Chinese President Xi Jinping’s (習近平) speech on his nation’s Taiwan policy contained nothing new, two former American Institute in Taiwan (AIT) officials said on Wednesday.
In an e-mailed reply to the Central News Agency, former AIT chairman Richard Bush said that he has not read the English translation of Xi’s speech, but judging from media reports, it mainly reiterated China’s long-standing policy.
“My impression, from media accounts, is that this is a reiteration of many or all of the key elements of long-standing PRC [People’s Republic of China] policy,” Bush wrote.
Former AIT director Douglas Paal, who is vice president for studies at the Carnegie Endowment for International Peace, said that Xi delivered the speech at a gathering marking the 40th anniversary of the “message to compatriots in Taiwan,” in which Beijing called for unification and an end to military confrontation.
“This is the 40th anniversary of Ye Jianying’s [葉劍英] speech on future reunification and so Beijing feels a need to restate its policy. I don’t make out anything really new so far,” Paal wrote.
Commenting on Xi’s reiteration of the “one country, two systems” formula, Paal said: “I think Xi reiterated standing policy, and from his point of view, things are moving slowly in China’s direction.”
Paal also said that he does not expect to see major changes in cross-strait relations.
“I expect more of the same from both Beijing and Taipei. Neither sees much benefit in changing course,” he wrote.
In his speech, Xi called for unification under the “one country, two systems” formula and defined the so-called “1992 consensus” as being based on the “one China” principle and aiming for “national unification.”
Both sides of the Taiwan Strait belong to one China and should work toward unification under the “one China” principle, Xi said.

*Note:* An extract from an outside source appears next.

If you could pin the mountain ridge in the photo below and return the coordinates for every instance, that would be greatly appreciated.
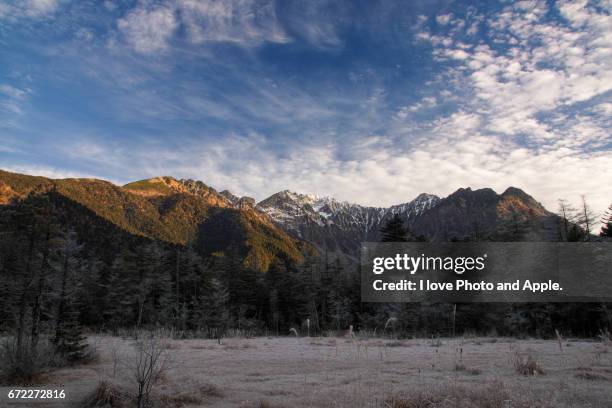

“We have never accepted the ‘1992 consensus,’” President Tsai Ing-wen (蔡英文) told a news conference later on Wednesday. “The fundamental reason is because the ‘1992 consensus’ as defined by Beijing is in fact the ‘one China’ principle and ‘one China, two systems’ formula.”
“Taiwan will never accept the ‘one China, two systems’ formula, and the vast majority of Taiwanese are firmly opposed to the approach designed by Beijing,” she said, adding that Xi’s speech proved that “Taiwan’s misgivings are correct.”